Partiamo dai segnali positivi. Nel documento del centro-destra, frutto di difficili compromessi fra alleati, si legge su aspetti potenzialmente dirompenti per i conti pubblici - come l’azzeramento della legge Fornero - un richiamo alla sostenibilità economica e finanziaria di queste misure. Sia pure in termini ancora generali, è un paletto importante, imposto dall’ala moderata di Forza Italia per evitare derive populiste. Anche nel documento del Pd, che sarà consegnato in forma definitiva solo oggi, ci sono segnali rilevanti: su temi decisivi come il debito o l’Europa si afferma la cultura di governo (che fa capo alla linea Gentiloni-Padoan ma richiama anche la continuità con il lavoro riformista del governo Renzi) rispetto all’anima di “lotta” (con inclinazione populista) apparsa a più riprese nei mesi scorsi. Un terzo segnale arriva dalla fine della stagione del rilancio continuo su proposte faraoniche e cancellazione di riforme già varate che ha caratterizzato il primo, brutto mese di campagna elettorale. Restano, visibili, i danni di quella rincorsa ma almeno si registra una frenata sull’irrealistico allargamento del perimetro programmatico.

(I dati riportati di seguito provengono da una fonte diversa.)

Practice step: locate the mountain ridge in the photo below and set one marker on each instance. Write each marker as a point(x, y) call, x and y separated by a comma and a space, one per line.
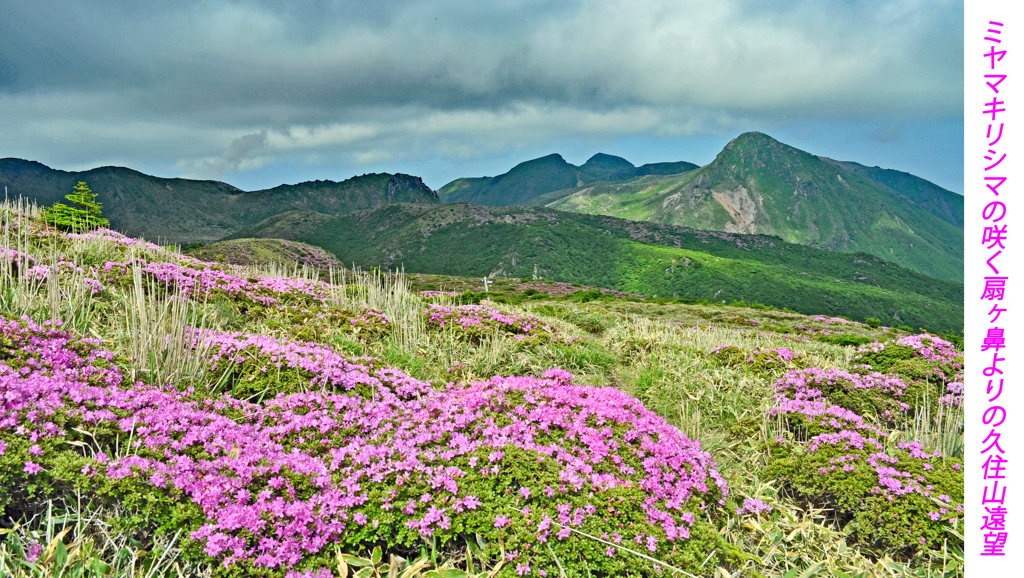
point(760, 184)
point(181, 210)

Questi segnali - che ci si augura costituiscano una rotta utile per la prosecuzione della campagna elettorale in modo da consentire agli elettori di distinguere fra proposte responsabili e irresponsabili - non riescono però a scansare la sensazione forte che la politica in Italia resti lontana da una cultura di governo fatta di indicazioni chiare delle priorità, delle misure necessarie per affrontarle, delle risorse per finanziarle. Come appare superficiale immaginare uno scenario internazionale (per esempio europeo) che si pieghi ai desideri delle nostre forze politiche senza tenere conto di vincoli e difficili confronti con altri Paesi. Per non parlare, a proposito di cultura politica inadeguata, dei rinnovi contrattuali degli statali sotto elezioni, con calibratura degli arretrati in busta paga.

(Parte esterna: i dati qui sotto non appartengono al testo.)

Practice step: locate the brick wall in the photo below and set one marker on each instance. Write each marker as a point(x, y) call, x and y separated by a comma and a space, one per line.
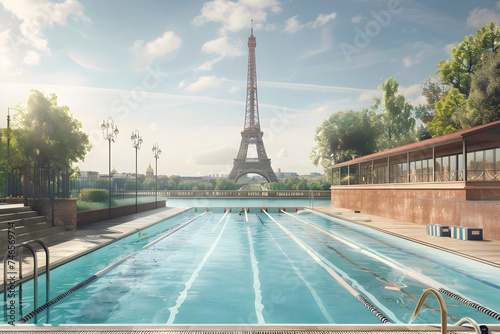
point(93, 216)
point(425, 204)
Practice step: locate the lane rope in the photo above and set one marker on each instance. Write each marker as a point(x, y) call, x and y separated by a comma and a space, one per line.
point(407, 271)
point(334, 274)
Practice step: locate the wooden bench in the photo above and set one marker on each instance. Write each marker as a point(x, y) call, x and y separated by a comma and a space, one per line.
point(438, 230)
point(466, 233)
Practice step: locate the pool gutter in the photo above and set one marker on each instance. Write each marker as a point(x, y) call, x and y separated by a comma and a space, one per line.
point(241, 329)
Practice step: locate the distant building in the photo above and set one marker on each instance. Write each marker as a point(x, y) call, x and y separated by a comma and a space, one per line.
point(285, 175)
point(452, 180)
point(89, 174)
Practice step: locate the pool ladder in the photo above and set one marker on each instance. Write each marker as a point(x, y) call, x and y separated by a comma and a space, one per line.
point(20, 248)
point(442, 305)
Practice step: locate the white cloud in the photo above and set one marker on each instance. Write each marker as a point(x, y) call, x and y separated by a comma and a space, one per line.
point(234, 90)
point(203, 83)
point(6, 49)
point(292, 25)
point(323, 19)
point(32, 58)
point(236, 15)
point(356, 19)
point(153, 127)
point(222, 47)
point(164, 44)
point(219, 156)
point(410, 90)
point(38, 15)
point(282, 153)
point(479, 17)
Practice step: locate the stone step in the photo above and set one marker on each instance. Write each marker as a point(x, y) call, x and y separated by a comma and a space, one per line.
point(23, 222)
point(47, 235)
point(17, 215)
point(12, 209)
point(20, 229)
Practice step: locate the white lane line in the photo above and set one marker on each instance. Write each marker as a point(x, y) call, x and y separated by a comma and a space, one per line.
point(315, 295)
point(220, 220)
point(256, 282)
point(330, 269)
point(182, 297)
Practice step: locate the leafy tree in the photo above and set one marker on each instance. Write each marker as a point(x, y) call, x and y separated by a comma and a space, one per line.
point(484, 99)
point(302, 185)
point(397, 123)
point(46, 133)
point(466, 58)
point(451, 115)
point(343, 135)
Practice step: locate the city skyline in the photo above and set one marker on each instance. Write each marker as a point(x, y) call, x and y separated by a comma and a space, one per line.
point(176, 71)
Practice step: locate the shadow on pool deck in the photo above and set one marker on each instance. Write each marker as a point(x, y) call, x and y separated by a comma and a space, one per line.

Ma soprattutto è l’assenza di una politica specifica per l’economia reale, la competitività, l'innovazione, la produttività a sorprendere. Si parla di occupazione giovanile come di un’emergenza ma le poche misure indicate per affrontarla risultano timide, ai margini del dibattito, confuse fra le tante: ben venga il nuovo taglio del cuneo del Pd ma vale 2,6 miliardi a regime contro i 23 (9 in deficit) per le agevolazioni alle famiglie. Nessuno ha avuto il coraggio di presentare un piano shock per il lavoro dei giovani, concentrando lì una fetta importante di attenzioni politiche e risorse disponibili. Così come non viene dall’elaborazione dei partiti il piano per l’industria in chiave di innovazione e competitività che su questo giornale hanno presentato Carlo Calenda e Marco Bentivogli. È vero che il Pd parla di stabilizzazione (a livelli ridotti) del superammortamento per Industria 4.0, il centro-destra di semplificazioni importanti e M5S di agevolazioni fiscali alle imprese ma siamo lontani da un disegno complessivo e consapevole del fatto che la vera ripresa (anche occupazionale) non può che passare da un’Italia più forte nella competizione mondiale.